One advantage I have found is that it allows me to hold up to the max. 3/4" size of my Southbend 9" spindle thru hole in the collet. I am not sure of the max size for 3C collets, but using a draw bar means it'll be less than the spindle hole.

I mention it and put some pictures and links in post #6 here:
http://www.hobby-machinist.com/threads/is-there-a-definitive-article-on-collets.36227/#post-308234

-brino


----------



## JPigg55 (Jul 11, 2015)

Thanks Brino for the info and offer. I'm not necessarily in the market for an original and with the info provided, the ER 32 collets interrest me. Drawbar price looks good given prices I've seen on eBay.
The lathe dogs in the background caught my interest. What's the price on those ?
After reading all the replies and links, I do have a couple more questions before diving in.

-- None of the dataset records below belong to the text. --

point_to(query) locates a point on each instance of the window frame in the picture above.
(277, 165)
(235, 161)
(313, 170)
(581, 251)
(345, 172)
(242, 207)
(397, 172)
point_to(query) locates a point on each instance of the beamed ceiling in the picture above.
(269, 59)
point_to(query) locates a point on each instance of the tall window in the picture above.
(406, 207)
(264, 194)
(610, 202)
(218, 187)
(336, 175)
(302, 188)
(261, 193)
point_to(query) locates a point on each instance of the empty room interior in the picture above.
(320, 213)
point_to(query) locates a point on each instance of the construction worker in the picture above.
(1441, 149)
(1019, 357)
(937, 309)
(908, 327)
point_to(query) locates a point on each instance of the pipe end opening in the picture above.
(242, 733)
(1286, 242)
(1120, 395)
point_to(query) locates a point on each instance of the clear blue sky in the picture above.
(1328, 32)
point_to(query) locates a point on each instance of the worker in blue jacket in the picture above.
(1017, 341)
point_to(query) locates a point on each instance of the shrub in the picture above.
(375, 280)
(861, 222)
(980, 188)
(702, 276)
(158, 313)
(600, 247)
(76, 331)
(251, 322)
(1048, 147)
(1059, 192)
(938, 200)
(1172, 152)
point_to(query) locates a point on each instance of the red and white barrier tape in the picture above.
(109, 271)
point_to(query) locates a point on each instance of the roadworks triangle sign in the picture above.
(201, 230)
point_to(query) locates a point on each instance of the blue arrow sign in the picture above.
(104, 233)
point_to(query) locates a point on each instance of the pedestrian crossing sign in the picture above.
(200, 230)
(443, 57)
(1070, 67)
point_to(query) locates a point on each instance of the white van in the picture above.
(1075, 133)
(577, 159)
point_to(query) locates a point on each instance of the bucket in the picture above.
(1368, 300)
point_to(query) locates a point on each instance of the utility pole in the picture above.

 What would be the type of operations do you do where collets are used in a lathe both headstock and tailstock ?
 From the pictures on the http://www.hobby-machinist.com/threads/is-there-a-definitive-article-on-collets.36227/#post-308234 link, does the adapter piece thread onto the headstock and do you have to use some sort of knock-out bar to remove/change the collet ?
 I've read where people use collets in their lathe tailstock. I have a SB9 with MT2 taper tailstock. My clausing mill also uses MT2 collets. Does the knock out feature of the taistock push out the collets or is some other type set-up required ? I've never tried putting one in since I didn't want to stick it and mess it up trying to get it out.


----------



## aametalmaster (Jul 11, 2015)

Used my home made ER-40 collet chuck today on my SB 10K. Would be lost without it especially on an 1/8" dia screw...Bob


----------